The purpose of this Appendix is to ensure an understanding of DoD policy and practice regarding inclusion in CPGs of “off-label” uses of U.S. Food and Drug Administration (FDA)–approved products. This applies to off-label uses with patients who are armed forces members.
Unapproved (i.e., “off-label”) uses of FDA-approved products are extremely common in American medicine and are usually not subject to any special regulations. However, under Federal law, in some circumstances, unapproved uses of approved drugs are subject to FDA regulations governing “investigational new drugs.” These circumstances include such uses as part of clinical trials, and in the military context, command required, unapproved uses. Some command requested unapproved uses may also be subject to special regulations.
Additional Information Regarding Off-Label Uses in CPGs
The inclusion in CPGs of off-label uses is not a clinical trial, nor is it a command request or requirement. Further, it does not imply that the Military Health System requires that use by DoD health care practitioners or considers it to be the “standard of care.” Rather, the inclusion in CPGs of off-label uses is to inform the clinical judgment of the responsible health care practitioner by providing information regarding potential risks and benefits of treatment alternatives. The decision is for the clinical judgment of the responsible health care practitioner within the practitioner-patient relationship.

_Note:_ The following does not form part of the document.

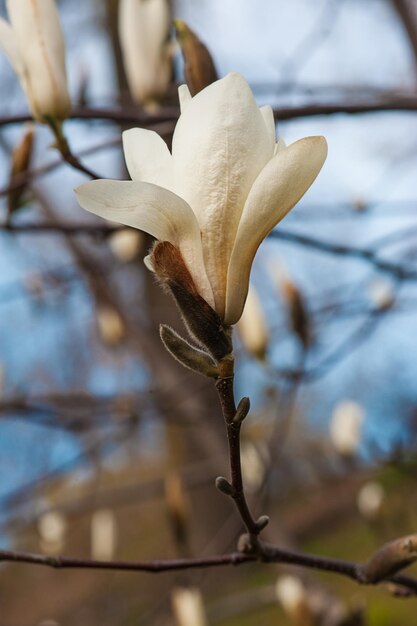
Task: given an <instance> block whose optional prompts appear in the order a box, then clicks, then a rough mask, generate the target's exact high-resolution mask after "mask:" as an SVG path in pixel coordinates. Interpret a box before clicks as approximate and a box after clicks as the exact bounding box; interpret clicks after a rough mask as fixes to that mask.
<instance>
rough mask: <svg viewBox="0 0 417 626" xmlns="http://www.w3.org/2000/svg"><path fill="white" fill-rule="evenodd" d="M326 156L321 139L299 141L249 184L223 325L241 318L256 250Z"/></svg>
mask: <svg viewBox="0 0 417 626" xmlns="http://www.w3.org/2000/svg"><path fill="white" fill-rule="evenodd" d="M326 156H327V142H326V140H325V138H324V137H320V136H317V137H305V138H304V139H299V140H298V141H296V142H295V143H293V144H291V145H290V146H288V148H282V149H281V150H279V151H278V152H277V154H276V155H275V156H274V157H273V159H271V161H269V163H268V164H267V165H266V166H265V167H264V169H263V170H262V172H261V173H260V174H259V176H258V178H257V179H256V181H255V183H254V184H253V186H252V188H251V190H250V193H249V195H248V197H247V200H246V203H245V207H244V209H243V213H242V216H241V219H240V222H239V228H238V232H237V235H236V240H235V244H234V248H233V251H232V254H231V257H230V264H229V269H228V282H227V293H226V312H225V323H226V324H235V323H236V322H237V321H238V319H239V318H240V316H241V315H242V311H243V307H244V306H245V300H246V296H247V293H248V286H249V276H250V270H251V267H252V263H253V259H254V257H255V254H256V251H257V249H258V247H259V246H260V244H261V243H262V241H263V240H264V239H265V237H267V235H268V234H269V233H270V232H271V230H272V229H273V228H275V226H276V225H277V224H278V223H279V222H280V221H281V220H282V219H283V218H284V217H285V216H286V214H287V213H288V212H289V211H290V210H291V209H292V208H293V206H294V205H295V204H297V202H298V201H299V200H300V199H301V198H302V196H303V195H304V194H305V192H306V191H307V189H308V188H309V187H310V186H311V185H312V183H313V182H314V180H315V179H316V177H317V175H318V174H319V172H320V170H321V168H322V166H323V164H324V162H325V160H326Z"/></svg>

Consistent with this purpose, CPG discussions of off-label uses specifically state that they are uses not approved by the FDA. Further, such discussions are balanced in the presentation of appropriate clinical study data, including any such data that suggest caution in the use of the product and specifically including any FDA-issued warnings.
Quality Assurance Monitoring
With respect to such off-label uses, DoD procedure is to maintain a regular system of quality assurance monitoring of outcomes and known potential adverse events. For this reason, the importance of accurate clinical records is underscored.
Information to Patients
Good clinical practice includes the provision of appropriate information to patients. Each CPG discussing an unusual off-label use will address the issue of information to patients. When practicable, consideration will be given to including in an appendix an appropriate information sheet for distribution to patients, whether before or after use of the product. Information to patients should address in plain language: a) that the use is not approved by the FDA; b) the reasons why a DoD health care practitioner would decide to use the product for this purpose; and c) the potential risks associated with such use.